1) $R\cap \mathbb{Q}=\mathbb{Z}$ and

2) $R=\mathbb{Z} + S$, where $+$ stands for internal direct sum of (additive) $\mathbb{Z}$-submodules $\mathbb{Z}$ and $S$ of $R$, and $=$ does NOT mean merely isomorphic but means that they are exactly same as sets.

I saw the condition 2) on a book on the character theory of finite groups, and I am trying to see when this happens.

It is easy to see that 2) implies 1): if $R=\mathbb{Z} + S$ for some subgroup $S$, then any element $q\in R\cap \mathbb{Q}$ can be written uniquely as $n+s$ where $n\in \mathbb{Z}$ and $s\in S$. Then it follows that $s=q-n\in\mathbb{Q}\cap S$, so $ms\in \mathbb{Z}\cap S$ for some nonzero integer $m$. But $\mathbb{Z}\cap S=\{0\}$, so it follows that $s=0$.

But for the converse, I don't even know if it is true or not. Does 1) imply 2)? If not, can you show me some examples of $R$ which satisfies 1) but not 2), or examples of conditions which implies (or equivalent to) 2)? What if we drop the assumption that $R$ is a ring and do this for general additive $\mathbb{Z}$-submodule of $\mathbb{C}$ (or $\mathbb{R}$)? I also welcome any reference suggestions for this type of questions.

Answer 1

Here is a counterexample. Fix a transcendental number $c\in\mathbb{C}$ and an element $\alpha\in\hat{\mathbb{Z}}\setminus\mathbb{Z}$, where $\hat{\mathbb{Z}}$ is the profinite completion of $\mathbb{Z}$. Let $R$ be the subring of $\mathbb{Q}[c]$ consisting of elements of the form $f(c)/n$ where $f\in\mathbb{Z}[x]$, $n\in\mathbb{Z}$, and $f(\alpha)$ is divisible by $n$ in $\hat{\mathbb{Z}}$. Note that $R\cap\mathbb{Q}=\mathbb{Z}$ since if $f(c)/n\in R\cap\mathbb{Q}$ then $f$ must be an integer constant which is divisible by $n$.

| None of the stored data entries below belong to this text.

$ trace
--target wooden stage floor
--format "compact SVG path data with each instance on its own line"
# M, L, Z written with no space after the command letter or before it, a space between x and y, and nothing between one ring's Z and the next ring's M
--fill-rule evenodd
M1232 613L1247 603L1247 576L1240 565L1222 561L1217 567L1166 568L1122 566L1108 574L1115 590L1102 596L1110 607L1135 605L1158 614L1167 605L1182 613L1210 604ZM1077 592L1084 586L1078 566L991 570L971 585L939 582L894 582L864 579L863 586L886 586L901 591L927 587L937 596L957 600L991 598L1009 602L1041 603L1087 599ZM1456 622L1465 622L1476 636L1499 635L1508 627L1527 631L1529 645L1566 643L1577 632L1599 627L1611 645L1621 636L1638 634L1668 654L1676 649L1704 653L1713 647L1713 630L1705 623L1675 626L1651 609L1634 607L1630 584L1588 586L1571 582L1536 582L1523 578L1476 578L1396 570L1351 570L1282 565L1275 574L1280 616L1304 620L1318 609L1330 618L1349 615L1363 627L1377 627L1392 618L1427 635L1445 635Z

Now suppose $\mathbb{Z}$ were a direct summand of $R$ and let $p:R\to\mathbb{Z}$ be the associated projection map. For each nonzero $n\in\mathbb{Z}$, let $\alpha_n$ be an integer with the same mod $n$ residue as $\alpha$. Then $\frac{c-\alpha_n}{n}\in R$, so applying $p$ we find that $p(c)-\alpha_n$ must be divisible by $n$ in $\mathbb{Z}$. That is, $p(c)$ has the same mod $n$ residue as $\alpha$. This means that $p(c)$ is an integer which maps to $\alpha$ under the natural inclusion $\mathbb{Z}\to\hat{\mathbb{Z}}$, which contradicts our choice that $\alpha\in\hat{\mathbb{Z}}\setminus\mathbb{Z}$.

(You may also be interested in my answer to Is $\mathbb{Z}$ the only totally-ordered PID that is "special"? which discusses some other properties of these rings.)